Слушая его, Володька чувствовал, как гордость снайпера Кузьмы Прохорова переходит в него, делает его тело и всю повадку тяжеловато-сосредоточенной, неторопливой, а под фланелевой рубашкой, на тощей, еще не окрепшей груди и руках вызревают булыжные мускулы. И, почувствовав себя сильным, Володька почему-то не о себе подумал, не о будущих своих подвигах, а о старухе своей – бабке Вере. «Небось ищет меня по всем дорогам. Небось ноги стоптала». Володька представил, как бабка Вера пробирается сквозь немецкое отступление. «Может, ее бьют-убивают? Немцы в отступлении все крушат. Разом могут старуху прикокнуть – не пожалеют». От этих мыслей только что налившиеся каменной силой Володькины мускулы снова ослабели и тело озябло. «Может быть, дядя Кузьма даст в прицельное стеклышко поглядеть. Может, бабка идет – увижу».

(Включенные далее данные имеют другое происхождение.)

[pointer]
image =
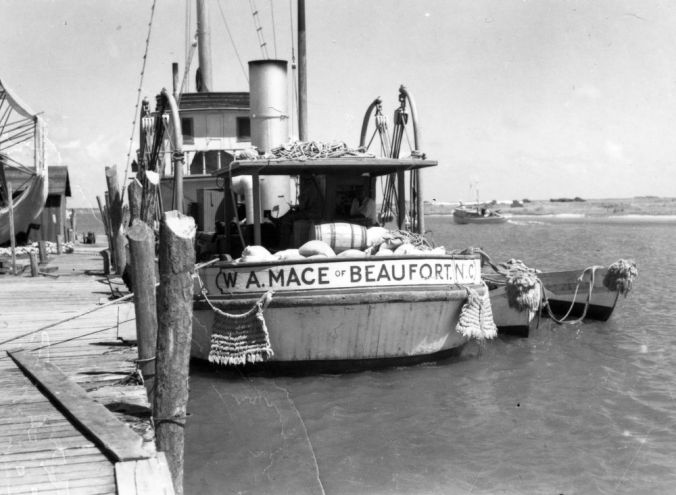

– Для снайпера кто опасен? Не все, кто слышит звук. Война – шум вокруг капитальный. Только тот опасен снайперу, кто рядом с убитым. Если с тобой рядом упал товарищ, значит, и ты на прицеле, значит, рази, не то тебя поразят. А когда звук от выстрела не бежит за пулей, а как бы заставляет воздух звучать со всех сторон, будто эхо в лесу или в горах, – куда стрелять, какой опасаться стороны? Тут хоть «Отче наш» читай, в крик кричи. Снаряд наполовину слепой, от него можно спрятаться в ямке. А от снайпера? Может, он тебя с неба бьет, как божья кара. В этой винтовке звук такой и есть – необычайный. Как прихитрили ее бельгийцы? Сами не воины, а в оружии понимают.